By Louis Dvorkin, Ph.D., Clinical Psychologist
“I have a cousin who had manic episodes as a teenager. He went to college, but did poorly, dropped out and fell into a deep depression. He sought help and was diagnosed with Bipolar I Disorder (BID). With treatment, he returned to college, graduated, maintained steady employment and got married and had children. He took medication as prescribed and participated in counseling and support groups.
Recently, however, he has had serious problems at his job; he has alienated his wife and children and seems to lack self-awareness. His wife insisted on another opinion. The new doctor diagnosed a Personality Disorder (PD), said to be a chronic, longstanding problem.
How can this be? What’s the difference between a Mood Disorder vs. Personality Disorder? How could there be two such very different diagnoses?”
To answer your main question, not only is it possible for there to be co-occurrence of Personality Disorders (PDs) and mood disorders, but PDs occur at a higher frequency than thought. Individuals who seek help from a mental health professional may come in with complaints of things typically associated with mood disorders, such as anxiety or depression, but research shows that in a percentage of cases PD ends up being the underlying cause.

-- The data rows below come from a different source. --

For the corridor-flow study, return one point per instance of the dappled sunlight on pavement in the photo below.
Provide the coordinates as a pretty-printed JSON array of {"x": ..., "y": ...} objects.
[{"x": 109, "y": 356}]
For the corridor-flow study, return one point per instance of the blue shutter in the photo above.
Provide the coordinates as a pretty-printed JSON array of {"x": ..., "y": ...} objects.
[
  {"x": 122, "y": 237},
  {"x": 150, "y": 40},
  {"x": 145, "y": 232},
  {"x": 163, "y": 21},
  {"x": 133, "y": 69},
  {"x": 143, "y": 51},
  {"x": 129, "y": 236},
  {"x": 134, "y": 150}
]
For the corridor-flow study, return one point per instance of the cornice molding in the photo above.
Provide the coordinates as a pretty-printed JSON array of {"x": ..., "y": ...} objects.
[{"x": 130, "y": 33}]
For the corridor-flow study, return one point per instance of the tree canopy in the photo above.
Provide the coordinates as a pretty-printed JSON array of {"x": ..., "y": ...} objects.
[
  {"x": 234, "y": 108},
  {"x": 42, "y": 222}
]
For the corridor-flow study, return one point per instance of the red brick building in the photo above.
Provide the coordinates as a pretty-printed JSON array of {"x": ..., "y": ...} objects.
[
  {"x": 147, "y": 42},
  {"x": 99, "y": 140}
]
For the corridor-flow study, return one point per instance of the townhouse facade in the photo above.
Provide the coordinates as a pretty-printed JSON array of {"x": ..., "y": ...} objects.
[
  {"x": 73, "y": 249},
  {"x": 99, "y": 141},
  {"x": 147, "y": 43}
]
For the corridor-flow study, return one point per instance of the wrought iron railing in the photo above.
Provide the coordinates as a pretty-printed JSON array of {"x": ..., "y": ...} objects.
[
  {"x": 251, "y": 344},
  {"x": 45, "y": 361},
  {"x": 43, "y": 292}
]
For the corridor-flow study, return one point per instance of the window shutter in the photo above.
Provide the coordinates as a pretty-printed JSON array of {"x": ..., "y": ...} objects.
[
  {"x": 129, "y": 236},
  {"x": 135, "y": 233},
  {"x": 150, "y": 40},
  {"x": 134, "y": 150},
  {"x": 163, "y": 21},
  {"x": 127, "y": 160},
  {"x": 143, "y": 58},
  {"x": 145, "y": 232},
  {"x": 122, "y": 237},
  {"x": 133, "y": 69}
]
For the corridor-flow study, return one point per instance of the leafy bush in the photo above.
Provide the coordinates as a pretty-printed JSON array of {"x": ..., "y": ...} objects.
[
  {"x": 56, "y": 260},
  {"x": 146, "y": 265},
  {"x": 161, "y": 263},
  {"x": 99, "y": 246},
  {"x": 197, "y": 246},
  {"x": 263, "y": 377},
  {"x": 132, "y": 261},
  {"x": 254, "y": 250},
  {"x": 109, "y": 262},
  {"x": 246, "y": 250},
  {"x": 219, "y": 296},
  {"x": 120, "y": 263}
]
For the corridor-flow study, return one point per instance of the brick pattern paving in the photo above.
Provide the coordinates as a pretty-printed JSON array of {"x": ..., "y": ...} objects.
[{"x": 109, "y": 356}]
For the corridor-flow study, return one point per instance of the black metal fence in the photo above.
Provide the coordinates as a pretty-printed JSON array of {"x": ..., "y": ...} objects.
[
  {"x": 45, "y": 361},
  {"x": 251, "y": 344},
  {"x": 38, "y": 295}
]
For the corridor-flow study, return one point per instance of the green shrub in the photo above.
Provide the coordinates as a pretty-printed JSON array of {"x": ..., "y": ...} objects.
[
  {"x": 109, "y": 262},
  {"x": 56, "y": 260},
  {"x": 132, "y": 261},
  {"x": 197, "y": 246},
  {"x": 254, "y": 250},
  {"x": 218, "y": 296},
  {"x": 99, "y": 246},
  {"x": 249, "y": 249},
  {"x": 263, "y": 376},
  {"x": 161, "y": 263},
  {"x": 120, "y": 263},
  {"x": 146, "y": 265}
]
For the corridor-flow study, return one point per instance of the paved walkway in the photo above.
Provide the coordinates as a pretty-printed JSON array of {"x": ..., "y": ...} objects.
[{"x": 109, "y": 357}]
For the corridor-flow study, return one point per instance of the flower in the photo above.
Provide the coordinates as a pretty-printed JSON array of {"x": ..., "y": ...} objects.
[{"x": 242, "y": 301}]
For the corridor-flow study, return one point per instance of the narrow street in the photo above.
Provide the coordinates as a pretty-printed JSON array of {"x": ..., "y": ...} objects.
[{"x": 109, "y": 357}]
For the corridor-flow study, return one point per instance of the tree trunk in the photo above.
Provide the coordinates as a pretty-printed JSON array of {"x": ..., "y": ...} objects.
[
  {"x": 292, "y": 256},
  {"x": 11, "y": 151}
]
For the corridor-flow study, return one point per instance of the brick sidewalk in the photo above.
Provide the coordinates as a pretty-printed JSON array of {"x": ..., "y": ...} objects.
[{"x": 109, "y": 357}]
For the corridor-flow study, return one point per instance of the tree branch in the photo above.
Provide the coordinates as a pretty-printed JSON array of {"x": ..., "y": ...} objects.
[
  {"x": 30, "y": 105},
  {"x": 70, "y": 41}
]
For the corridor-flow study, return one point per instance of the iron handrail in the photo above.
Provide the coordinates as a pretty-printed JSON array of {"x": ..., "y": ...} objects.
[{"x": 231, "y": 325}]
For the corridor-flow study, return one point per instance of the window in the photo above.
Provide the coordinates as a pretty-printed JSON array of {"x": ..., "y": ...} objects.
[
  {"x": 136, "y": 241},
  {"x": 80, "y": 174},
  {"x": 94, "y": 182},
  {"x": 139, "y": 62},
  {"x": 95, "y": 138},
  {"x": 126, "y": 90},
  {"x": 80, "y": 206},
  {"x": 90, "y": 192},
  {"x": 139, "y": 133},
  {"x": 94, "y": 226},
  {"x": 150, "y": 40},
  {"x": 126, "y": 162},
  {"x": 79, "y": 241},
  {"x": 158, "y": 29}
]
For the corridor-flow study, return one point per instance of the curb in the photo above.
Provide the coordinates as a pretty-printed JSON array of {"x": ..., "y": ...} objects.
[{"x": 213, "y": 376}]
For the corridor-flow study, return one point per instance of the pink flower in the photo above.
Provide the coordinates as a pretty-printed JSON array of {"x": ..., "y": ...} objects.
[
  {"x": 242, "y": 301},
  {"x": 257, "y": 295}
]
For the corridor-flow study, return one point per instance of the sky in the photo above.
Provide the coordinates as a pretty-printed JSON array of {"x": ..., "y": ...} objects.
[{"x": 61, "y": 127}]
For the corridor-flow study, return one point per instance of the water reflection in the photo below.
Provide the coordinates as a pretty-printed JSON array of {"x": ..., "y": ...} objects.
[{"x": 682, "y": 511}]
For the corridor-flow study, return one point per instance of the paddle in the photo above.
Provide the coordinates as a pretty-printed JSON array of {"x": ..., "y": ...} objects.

Clearly, the fallout from mood disorders needs to be addressed immediately to restore emotional well-being. That being said, even when the crisis passes and mood stabilization is achieved, it is appropriate, reasonable and necessary to undergo a comprehensive psychological assessment.
In fact, this is the best time for mental health professionals to formulate an accurate diagnosis, or diagnoses. Why so? For the very reason, as in the above scenario, although your cousin apparently prospered in life, it seems that all might not have been as well as it appeared to be on the surface.
Personality Disorder Defined
PDs are by definition, “an enduring pattern of inner experience and behavior that deviates markedly from the expectations of the individual’s culture, is pervasive and inflexible, has an onset in adolescence or early adulthood, is stable over time, and leads to distress or impairment” (DSM-5, p. 645).
Perhaps the most notorious PD diagnosis is Antisocial Personality Disorder (APD) or, more colloquially, Psychopath or Sociopath. Judgmental characterizations aside, they have often been victims of abuse or neglect, poor parenting or lack of discipline. Second in notoriety is Borderline Personality Disorder (BPD), as seen in boundary violations, recurrent suicidal threats or behaviors, rapid mood cycling, high-risk behaviors, love-to-hate, fleeting relationships, fear of abandonment and anger management issues, including physical violence.
Nevertheless, individuals with APD and BPD are human beings, albeit troubled, and potentially not only dangerous to others, but to themselves. They require intensive, long-term mental health treatment. Why? Authoritative research finds PDs are likely biological-genetic conditions that place the effected individuals at greater risk for development of mood and behavioral issues disorders.
What is Dialectical Behavior Therapy (DBT)?
Is there good news? Once properly diagnosed, individuals with PDs have responded well to Dialectical Behavior Therapy (DBT). Its focus is on identifying things that trigger emotional dysregulation and then learning how to better cope and compensate by implementing new skills. Therapeutic orientation is of forming an alliance in the treatment process and validating feelings, be they “good” or “bad”. DBT therapists intervene when feelings and behaviors are destructive, with alternatives to be considered. DBT is an “evidenced based therapy”, with approval by many insurance companies as it has proven effective in reducing the need for hospitalizations, sharply reducing suicide rates and assisting previously “incurable” individuals in finding and assuming meaningful and purposeful lives.